Whole Foods is paying up to settle accusations of overcharging — though not as much as New York City originally demanded.
Whole Foods and New York City’s Department of Consumer Affairs announced an agreement on Monday, settling the DCA’s investigation of the supermarket’s mislabeling and overcharging of pre-packaged products. As a result of the settlement, Whole Foods is paying $500,000 and expanding its policies to prevent mislabeling and incorrect pricing.
“After discovering the troubling and repeated mislabeling of pre-packaged goods at Whole Foods last year, we are happy to have reached an agreement with Whole Foods that will help to ensure New Yorkers are better protected from overcharging,” DCA Commissioner Julie Menin said in a statement.
The DCA says that as part of the settlement Whole Foods will be required to conduct in-store audits, as well as implement policies to prevent future instances of mislabeling or overcharging, such as requiring employees to individually weigh each package instead of estimating weights.
While the two organisations have reached an agreement, Whole Foods has protested how DCA framed the settlement.
“Whole Foods Market worked closely with the New York City Department of Consumer Affairs (DCA) over the last several months to reach an agreement that is in the best interest of the people of the City of New York and our stakeholders,” reads the grocery chain’s statement. “Unfortunately the DCA has misrepresented this agreement.”
While the DCA found numerous instances overcharging, Whole Foods highlights the fact that the department’s investigation revealed Whole Foods had no intent to deceive or intentionally overcharge customers.
Additionally, Whole Foods says it had preexisting pricing and weights programs in place that go “above and beyond the DCA’s requirements,” including a guarantee that gives customers a full refund on any mispriced items.

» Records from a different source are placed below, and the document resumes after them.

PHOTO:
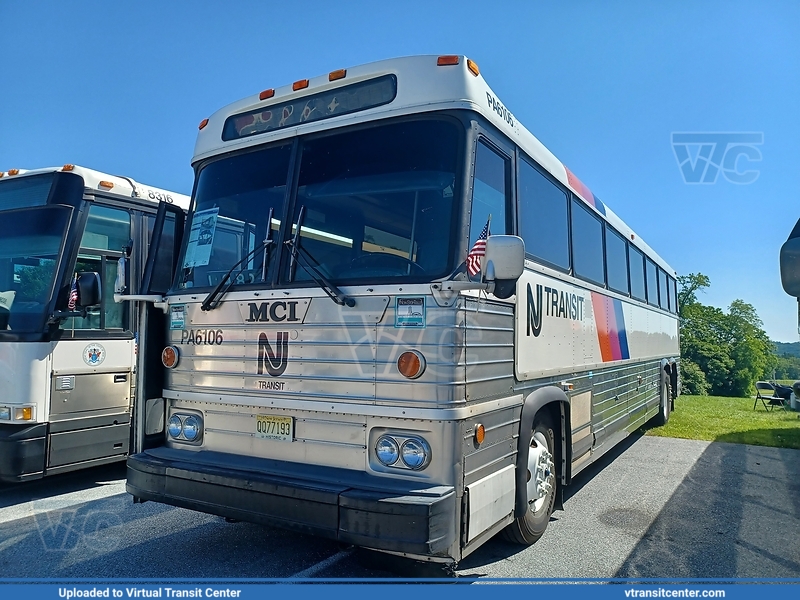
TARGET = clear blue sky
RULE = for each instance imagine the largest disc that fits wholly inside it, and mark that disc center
(121, 86)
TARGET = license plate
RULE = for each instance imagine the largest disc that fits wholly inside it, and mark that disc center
(273, 427)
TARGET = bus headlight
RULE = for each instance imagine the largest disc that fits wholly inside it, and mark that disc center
(386, 450)
(191, 428)
(186, 427)
(415, 453)
(175, 426)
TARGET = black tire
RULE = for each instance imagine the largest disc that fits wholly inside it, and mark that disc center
(527, 529)
(664, 406)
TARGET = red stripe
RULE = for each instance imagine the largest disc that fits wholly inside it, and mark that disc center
(601, 321)
(580, 187)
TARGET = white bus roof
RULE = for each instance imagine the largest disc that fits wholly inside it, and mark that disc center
(104, 182)
(422, 86)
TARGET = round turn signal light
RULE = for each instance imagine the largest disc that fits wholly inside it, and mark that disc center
(411, 364)
(170, 357)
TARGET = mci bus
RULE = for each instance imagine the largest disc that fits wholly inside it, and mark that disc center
(67, 350)
(397, 321)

The company told Business Insider that store audits and trainings have long been part of the company’s efforts to ensure price accuracy and transparency.
However, some new policies, such as requiring employees to individually weigh each package, came out of the agreement with the DCA.
“There was no evidence of systematic or intentional misconduct by anyone in the Northeast region or the rest of the company,” reads the statement. “While WFM refused to consider the DCA’s initial demands of $1.5 million, we agreed to $500,000 in order to put this issue behind us so that we can continue to focus our attention on providing our New York City customers with the highest level of quality and service.”
The DCA launched its investigation in June, after a sting operation revealed more than 80 instances of inaccurate labelling, many of which resulted in overcharging customers. The overcharging scandal was particularly bad press for Whole Foods as more bargain-friendly players such as Kroger and Walmart expand into the organic market.